Durante o encontro, Álvaro Chitunda mostrou quatro cartões vermelhos: três ao Petro de Luanda,  ao membro do staff técnico Gilberto Amaral e aos jogadores Vanilson e Jorge Pereira, e um ao capitão do Wiliete, Mula. As expulsões provocaram um ambiente de grande tensão dentro e fora das quatro linhas, alimentando críticas e dúvidas sobre a condução da arbitragem.

Perante a controvérsia, circulam informações de que a Federação Angolana de Futebol poderá aplicar sanções à equipa de arbitragem. Um comunicado oficial deverá ser divulgado, podendo resultar no afastamento ou não, dos árbitros dos restantes jogos da temporada 2025-26.

Paralelamente, o Petro de Luanda prepara uma queixa formal ao Conselho de Disciplina da Federação Angolana de Futebol, contestando as decisões tomadas durante a partida disputada no Estádio 11 de Novembro.

No final do encontro, o treinador dos tricolores, Flávio Amado, mostrou-se satisfeito com o desempenho da equipa, mas evitou comentar diretamente a arbitragem. O técnico limitou-se a afirmar que foi um bom jogo e que a avaliação do trabalho do árbitro deve ser feita por especialistas e programas desportivos.

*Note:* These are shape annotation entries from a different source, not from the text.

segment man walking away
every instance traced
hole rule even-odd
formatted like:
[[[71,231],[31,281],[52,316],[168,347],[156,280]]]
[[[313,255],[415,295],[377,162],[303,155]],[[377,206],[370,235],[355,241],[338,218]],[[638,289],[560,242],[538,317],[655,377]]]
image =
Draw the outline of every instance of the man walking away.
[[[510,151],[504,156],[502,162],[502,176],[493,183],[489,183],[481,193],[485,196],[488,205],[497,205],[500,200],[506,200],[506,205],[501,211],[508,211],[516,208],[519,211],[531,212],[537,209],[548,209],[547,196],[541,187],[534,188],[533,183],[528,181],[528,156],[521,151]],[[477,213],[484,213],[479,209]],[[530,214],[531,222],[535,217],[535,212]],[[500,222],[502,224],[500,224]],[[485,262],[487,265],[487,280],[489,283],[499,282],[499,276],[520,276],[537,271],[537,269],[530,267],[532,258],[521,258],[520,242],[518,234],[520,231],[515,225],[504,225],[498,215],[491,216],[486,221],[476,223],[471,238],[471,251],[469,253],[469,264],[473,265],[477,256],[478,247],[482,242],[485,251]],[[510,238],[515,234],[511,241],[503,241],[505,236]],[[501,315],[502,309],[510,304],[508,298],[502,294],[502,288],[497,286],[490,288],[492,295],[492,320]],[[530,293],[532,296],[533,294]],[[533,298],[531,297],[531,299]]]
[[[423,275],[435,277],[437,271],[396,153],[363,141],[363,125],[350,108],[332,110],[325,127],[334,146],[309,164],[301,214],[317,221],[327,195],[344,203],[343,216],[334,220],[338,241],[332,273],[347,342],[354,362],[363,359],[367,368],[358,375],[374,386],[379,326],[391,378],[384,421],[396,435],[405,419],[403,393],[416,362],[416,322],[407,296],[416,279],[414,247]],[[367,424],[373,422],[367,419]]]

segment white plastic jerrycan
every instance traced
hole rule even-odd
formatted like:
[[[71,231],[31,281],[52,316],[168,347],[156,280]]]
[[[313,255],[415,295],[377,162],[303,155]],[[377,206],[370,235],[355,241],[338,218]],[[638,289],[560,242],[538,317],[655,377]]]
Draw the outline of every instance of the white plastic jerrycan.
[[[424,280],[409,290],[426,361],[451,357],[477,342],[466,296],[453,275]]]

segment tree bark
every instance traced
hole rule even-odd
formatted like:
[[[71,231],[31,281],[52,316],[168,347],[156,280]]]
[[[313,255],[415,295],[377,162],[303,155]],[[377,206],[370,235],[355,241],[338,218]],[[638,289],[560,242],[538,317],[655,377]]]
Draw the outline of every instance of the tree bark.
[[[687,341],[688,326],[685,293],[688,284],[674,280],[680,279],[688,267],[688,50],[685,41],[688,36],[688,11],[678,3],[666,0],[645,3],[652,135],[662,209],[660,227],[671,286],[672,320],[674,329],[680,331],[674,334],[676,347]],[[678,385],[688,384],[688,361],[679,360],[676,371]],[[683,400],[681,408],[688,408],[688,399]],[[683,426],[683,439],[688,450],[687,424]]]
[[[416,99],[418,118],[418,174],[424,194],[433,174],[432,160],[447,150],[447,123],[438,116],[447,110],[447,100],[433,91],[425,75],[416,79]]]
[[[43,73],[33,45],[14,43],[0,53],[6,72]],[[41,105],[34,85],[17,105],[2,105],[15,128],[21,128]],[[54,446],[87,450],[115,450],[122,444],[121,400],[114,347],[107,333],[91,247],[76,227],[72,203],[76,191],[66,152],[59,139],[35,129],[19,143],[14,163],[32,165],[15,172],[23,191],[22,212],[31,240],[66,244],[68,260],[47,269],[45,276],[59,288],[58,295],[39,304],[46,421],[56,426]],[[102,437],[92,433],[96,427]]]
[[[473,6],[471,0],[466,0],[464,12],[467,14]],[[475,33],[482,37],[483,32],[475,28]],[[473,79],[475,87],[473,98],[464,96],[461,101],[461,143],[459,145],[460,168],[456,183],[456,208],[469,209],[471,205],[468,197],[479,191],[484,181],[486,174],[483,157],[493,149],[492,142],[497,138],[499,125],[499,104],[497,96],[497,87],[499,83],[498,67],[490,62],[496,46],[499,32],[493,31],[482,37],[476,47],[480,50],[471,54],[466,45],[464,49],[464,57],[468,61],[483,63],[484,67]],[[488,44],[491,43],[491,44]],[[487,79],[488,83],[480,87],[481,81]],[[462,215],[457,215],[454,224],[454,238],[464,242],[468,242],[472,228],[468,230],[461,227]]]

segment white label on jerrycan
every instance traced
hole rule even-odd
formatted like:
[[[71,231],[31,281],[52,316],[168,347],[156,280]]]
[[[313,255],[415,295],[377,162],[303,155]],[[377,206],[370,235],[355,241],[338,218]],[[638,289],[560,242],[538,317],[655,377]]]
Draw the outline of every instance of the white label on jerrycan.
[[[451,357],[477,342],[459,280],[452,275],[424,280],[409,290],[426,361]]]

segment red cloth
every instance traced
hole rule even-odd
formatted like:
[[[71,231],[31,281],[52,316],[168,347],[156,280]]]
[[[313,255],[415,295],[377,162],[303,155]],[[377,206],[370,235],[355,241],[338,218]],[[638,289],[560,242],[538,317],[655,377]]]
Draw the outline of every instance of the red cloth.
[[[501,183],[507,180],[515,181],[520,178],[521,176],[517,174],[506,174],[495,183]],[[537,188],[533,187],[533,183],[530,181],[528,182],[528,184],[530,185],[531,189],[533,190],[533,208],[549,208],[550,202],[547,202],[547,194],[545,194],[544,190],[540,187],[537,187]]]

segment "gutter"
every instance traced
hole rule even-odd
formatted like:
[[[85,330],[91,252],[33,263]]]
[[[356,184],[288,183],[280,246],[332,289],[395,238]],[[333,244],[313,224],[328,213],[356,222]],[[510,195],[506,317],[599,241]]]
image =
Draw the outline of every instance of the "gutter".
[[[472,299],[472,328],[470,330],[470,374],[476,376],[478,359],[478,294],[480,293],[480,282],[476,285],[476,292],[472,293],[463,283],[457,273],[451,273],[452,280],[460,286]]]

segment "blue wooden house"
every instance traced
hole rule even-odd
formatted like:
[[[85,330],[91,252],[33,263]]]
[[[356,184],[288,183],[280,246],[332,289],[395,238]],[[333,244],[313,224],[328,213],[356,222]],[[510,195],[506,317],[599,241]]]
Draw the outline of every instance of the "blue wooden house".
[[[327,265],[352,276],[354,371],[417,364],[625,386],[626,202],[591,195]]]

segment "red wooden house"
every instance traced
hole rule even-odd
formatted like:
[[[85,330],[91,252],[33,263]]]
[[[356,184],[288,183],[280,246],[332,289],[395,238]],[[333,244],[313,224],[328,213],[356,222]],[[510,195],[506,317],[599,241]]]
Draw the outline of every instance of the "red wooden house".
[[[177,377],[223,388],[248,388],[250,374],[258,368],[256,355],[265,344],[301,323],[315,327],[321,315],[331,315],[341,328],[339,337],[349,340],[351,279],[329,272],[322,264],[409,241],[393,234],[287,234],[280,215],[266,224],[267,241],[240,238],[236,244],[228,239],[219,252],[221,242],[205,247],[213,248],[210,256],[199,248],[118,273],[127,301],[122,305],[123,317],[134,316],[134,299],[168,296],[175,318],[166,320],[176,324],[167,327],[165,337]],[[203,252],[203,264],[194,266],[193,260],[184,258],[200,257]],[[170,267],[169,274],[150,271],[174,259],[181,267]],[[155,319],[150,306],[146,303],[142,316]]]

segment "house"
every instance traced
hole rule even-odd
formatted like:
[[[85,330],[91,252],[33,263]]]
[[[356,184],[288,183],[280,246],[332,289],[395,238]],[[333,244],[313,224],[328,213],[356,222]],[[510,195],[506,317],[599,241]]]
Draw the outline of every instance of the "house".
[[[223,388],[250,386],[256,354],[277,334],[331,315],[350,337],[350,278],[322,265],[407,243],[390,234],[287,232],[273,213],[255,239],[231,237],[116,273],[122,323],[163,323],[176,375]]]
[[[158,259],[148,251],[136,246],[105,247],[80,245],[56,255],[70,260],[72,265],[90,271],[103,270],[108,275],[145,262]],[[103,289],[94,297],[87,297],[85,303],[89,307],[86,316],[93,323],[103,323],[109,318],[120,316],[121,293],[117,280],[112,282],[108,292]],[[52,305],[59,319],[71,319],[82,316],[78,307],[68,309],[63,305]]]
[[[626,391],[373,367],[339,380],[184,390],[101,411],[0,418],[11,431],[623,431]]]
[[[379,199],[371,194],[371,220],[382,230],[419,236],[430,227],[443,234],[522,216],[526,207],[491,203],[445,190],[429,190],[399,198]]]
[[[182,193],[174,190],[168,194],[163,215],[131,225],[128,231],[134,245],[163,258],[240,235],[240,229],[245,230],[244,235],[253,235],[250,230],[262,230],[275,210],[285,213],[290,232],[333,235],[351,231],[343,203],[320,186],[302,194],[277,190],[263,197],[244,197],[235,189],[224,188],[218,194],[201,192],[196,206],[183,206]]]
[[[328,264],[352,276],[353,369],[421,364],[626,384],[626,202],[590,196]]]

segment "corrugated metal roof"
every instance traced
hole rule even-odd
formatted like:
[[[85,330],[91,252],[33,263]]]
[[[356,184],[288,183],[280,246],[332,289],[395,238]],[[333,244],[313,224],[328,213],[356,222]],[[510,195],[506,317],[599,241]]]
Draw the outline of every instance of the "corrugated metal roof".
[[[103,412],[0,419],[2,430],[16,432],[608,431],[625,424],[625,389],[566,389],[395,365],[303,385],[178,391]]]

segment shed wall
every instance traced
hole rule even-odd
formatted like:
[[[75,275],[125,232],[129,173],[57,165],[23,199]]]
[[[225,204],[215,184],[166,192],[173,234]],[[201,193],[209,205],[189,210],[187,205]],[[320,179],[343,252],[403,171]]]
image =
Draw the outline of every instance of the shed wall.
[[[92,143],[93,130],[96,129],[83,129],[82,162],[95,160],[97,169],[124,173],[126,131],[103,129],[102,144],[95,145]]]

Do lado do Wiliete, o treinador Paulino Júnior reconheceu a qualidade do adversário e admitiu que a sua equipa precisava ter feito mais para reduzir a distância pontual na tabela classificativa. Segundo o técnico, a diferença de sete pontos continua significativa, apesar do empate alcançado.

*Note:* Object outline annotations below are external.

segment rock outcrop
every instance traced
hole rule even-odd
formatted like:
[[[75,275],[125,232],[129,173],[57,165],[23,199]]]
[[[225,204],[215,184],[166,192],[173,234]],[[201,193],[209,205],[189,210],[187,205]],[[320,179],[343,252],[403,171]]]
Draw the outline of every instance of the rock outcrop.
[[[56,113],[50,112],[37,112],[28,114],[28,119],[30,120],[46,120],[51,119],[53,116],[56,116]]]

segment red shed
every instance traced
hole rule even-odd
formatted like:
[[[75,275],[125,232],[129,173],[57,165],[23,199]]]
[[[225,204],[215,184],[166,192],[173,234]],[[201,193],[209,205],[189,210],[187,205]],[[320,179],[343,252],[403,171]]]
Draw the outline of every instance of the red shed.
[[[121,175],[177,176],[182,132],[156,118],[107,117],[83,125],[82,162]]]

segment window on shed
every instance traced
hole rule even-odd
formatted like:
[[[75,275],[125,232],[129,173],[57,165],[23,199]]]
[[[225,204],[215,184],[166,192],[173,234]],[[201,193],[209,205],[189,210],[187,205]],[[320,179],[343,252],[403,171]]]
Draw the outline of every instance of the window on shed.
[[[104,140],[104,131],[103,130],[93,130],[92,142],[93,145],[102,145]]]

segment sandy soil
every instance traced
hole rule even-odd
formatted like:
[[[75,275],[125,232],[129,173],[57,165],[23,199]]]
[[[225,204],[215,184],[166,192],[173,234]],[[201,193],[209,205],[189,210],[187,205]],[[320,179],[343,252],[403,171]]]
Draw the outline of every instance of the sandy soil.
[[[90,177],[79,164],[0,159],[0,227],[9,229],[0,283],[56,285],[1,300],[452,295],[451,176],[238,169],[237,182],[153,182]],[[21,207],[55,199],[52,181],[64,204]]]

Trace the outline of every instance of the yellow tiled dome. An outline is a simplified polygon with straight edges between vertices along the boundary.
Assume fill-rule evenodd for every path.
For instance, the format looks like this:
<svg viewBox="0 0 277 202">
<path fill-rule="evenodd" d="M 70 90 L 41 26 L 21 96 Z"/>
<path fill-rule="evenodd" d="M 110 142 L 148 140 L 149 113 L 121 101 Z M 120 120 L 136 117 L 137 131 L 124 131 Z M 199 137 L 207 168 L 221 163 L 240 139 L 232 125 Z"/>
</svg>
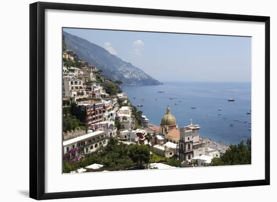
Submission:
<svg viewBox="0 0 277 202">
<path fill-rule="evenodd" d="M 170 113 L 170 109 L 168 106 L 166 108 L 166 114 L 162 118 L 161 125 L 176 125 L 176 119 L 174 116 Z"/>
</svg>

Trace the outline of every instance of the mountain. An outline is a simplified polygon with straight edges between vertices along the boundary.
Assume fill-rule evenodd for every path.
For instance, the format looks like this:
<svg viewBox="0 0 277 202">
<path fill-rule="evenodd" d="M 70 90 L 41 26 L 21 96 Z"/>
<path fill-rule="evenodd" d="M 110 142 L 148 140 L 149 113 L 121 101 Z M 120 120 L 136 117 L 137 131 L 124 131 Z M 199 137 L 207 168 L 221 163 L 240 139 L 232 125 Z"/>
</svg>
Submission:
<svg viewBox="0 0 277 202">
<path fill-rule="evenodd" d="M 105 49 L 89 41 L 63 32 L 66 49 L 76 52 L 79 58 L 102 70 L 106 77 L 121 81 L 126 85 L 162 84 L 130 62 L 123 61 Z"/>
</svg>

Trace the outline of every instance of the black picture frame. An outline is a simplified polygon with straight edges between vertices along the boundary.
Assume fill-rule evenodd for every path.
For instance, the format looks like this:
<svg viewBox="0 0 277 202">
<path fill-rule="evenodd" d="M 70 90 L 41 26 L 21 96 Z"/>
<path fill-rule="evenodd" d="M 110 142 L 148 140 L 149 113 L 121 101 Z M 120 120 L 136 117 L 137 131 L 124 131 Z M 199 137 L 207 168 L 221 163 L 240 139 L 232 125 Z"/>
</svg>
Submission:
<svg viewBox="0 0 277 202">
<path fill-rule="evenodd" d="M 125 14 L 221 19 L 265 23 L 265 178 L 262 180 L 45 193 L 45 11 L 81 11 Z M 48 199 L 182 191 L 270 183 L 270 18 L 220 13 L 37 2 L 30 5 L 30 197 Z"/>
</svg>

A polémica também motivou análises de antigos intervenientes do futebol nacional. O ex-árbitro Adão Samba Júnior considerou que a atuação de Álvaro Chitunda acabou por afetar o ambiente competitivo do jogo, defendendo que a arbitragem precisa de maior consistência para preservar a credibilidade da competição.

Para o antigo juiz, a Federação Angolana de Futebol deve apostar em mecanismos que reforcem a transparência e a qualidade das decisões em campo, incluindo a eventual introdução do sistema de vídeo-árbitro (VAR) ou o reforço do número de árbitros em jogos de maior exigência competitiva.

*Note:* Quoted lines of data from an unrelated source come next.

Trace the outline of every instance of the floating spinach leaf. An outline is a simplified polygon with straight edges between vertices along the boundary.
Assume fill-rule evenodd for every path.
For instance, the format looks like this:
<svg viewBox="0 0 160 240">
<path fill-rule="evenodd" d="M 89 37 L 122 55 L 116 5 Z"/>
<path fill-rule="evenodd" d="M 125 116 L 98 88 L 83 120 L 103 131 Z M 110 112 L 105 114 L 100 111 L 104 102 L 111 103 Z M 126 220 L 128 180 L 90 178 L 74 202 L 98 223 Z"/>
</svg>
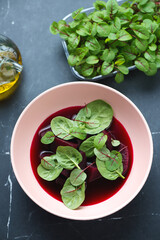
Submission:
<svg viewBox="0 0 160 240">
<path fill-rule="evenodd" d="M 107 170 L 105 161 L 101 161 L 98 158 L 96 158 L 96 165 L 97 165 L 98 171 L 104 178 L 106 178 L 108 180 L 115 180 L 118 177 L 121 177 L 124 179 L 124 176 L 122 175 L 122 172 L 123 172 L 123 164 L 122 163 L 120 164 L 120 166 L 117 170 L 112 171 L 112 172 Z"/>
<path fill-rule="evenodd" d="M 99 159 L 99 161 L 107 161 L 110 159 L 110 150 L 104 146 L 102 149 L 94 149 L 94 154 Z"/>
<path fill-rule="evenodd" d="M 55 139 L 54 133 L 51 131 L 48 131 L 41 138 L 41 143 L 50 144 L 54 141 L 54 139 Z"/>
<path fill-rule="evenodd" d="M 113 147 L 118 147 L 121 143 L 120 143 L 119 140 L 112 139 L 111 144 L 112 144 Z"/>
<path fill-rule="evenodd" d="M 56 155 L 46 156 L 41 159 L 42 166 L 47 169 L 54 169 L 56 166 Z"/>
<path fill-rule="evenodd" d="M 79 150 L 85 152 L 86 157 L 93 157 L 94 156 L 94 138 L 95 136 L 91 136 L 83 141 L 79 147 Z"/>
<path fill-rule="evenodd" d="M 89 108 L 91 111 L 91 116 L 89 119 L 84 115 L 84 109 L 79 111 L 75 119 L 76 121 L 84 122 L 85 117 L 86 122 L 90 123 L 85 125 L 84 131 L 87 134 L 97 134 L 109 127 L 113 118 L 113 109 L 108 103 L 104 102 L 103 100 L 95 100 L 87 104 L 87 108 Z M 97 127 L 95 127 L 96 122 L 99 122 Z"/>
<path fill-rule="evenodd" d="M 147 72 L 149 70 L 149 63 L 145 58 L 140 57 L 135 60 L 135 65 L 140 71 Z"/>
<path fill-rule="evenodd" d="M 105 161 L 105 167 L 107 170 L 113 172 L 119 168 L 122 164 L 122 154 L 115 150 L 111 151 L 110 157 Z"/>
<path fill-rule="evenodd" d="M 55 117 L 51 121 L 51 129 L 52 132 L 58 136 L 59 138 L 70 140 L 73 139 L 74 136 L 70 134 L 70 129 L 74 127 L 74 122 L 65 117 Z"/>
<path fill-rule="evenodd" d="M 77 187 L 84 183 L 87 178 L 87 174 L 81 169 L 74 169 L 70 174 L 70 182 L 73 186 Z"/>
<path fill-rule="evenodd" d="M 82 155 L 73 147 L 58 146 L 56 157 L 58 163 L 65 169 L 72 170 L 74 167 L 80 168 L 78 164 L 82 161 Z"/>
<path fill-rule="evenodd" d="M 75 187 L 71 184 L 70 178 L 67 178 L 60 193 L 63 203 L 69 209 L 76 209 L 83 203 L 85 199 L 85 183 Z"/>
<path fill-rule="evenodd" d="M 103 146 L 105 145 L 105 143 L 107 141 L 107 138 L 108 138 L 108 136 L 105 135 L 103 132 L 96 135 L 94 138 L 95 148 L 97 148 L 97 149 L 103 148 Z"/>
<path fill-rule="evenodd" d="M 83 129 L 80 129 L 78 127 L 73 127 L 70 130 L 70 134 L 78 139 L 84 140 L 87 137 L 87 134 Z"/>
<path fill-rule="evenodd" d="M 42 163 L 38 166 L 37 172 L 42 179 L 46 181 L 53 181 L 61 174 L 63 167 L 59 163 L 57 163 L 57 161 L 55 161 L 54 167 L 51 167 L 51 164 L 53 165 L 52 161 L 45 160 L 48 161 L 47 164 L 46 163 L 44 164 L 44 159 L 41 161 Z M 45 168 L 43 167 L 44 165 Z M 48 167 L 46 168 L 46 166 Z"/>
</svg>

Entre os adeptos, as opiniões dividem-se. Alguns simpatizantes do Petro consideram que a arbitragem prejudicou a equipa campeã, enquanto adeptos do Wiliete defendem que o árbitro esteve correto nas decisões tomadas, sublinhando, no entanto, a necessidade de maior rigor na nomeação e fiscalização dos árbitros para jogos de grande dimensão.

Apesar do empate, o Petro de Luanda mantém-se na liderança do Girabola, com sete pontos de vantagem sobre o Wiliete, que ocupa a terceira posição. Os tricolores conservam ainda seis pontos de vantagem sobre o Clube Desportivo 1.º de Agosto, segundo classificado com 40 pontos.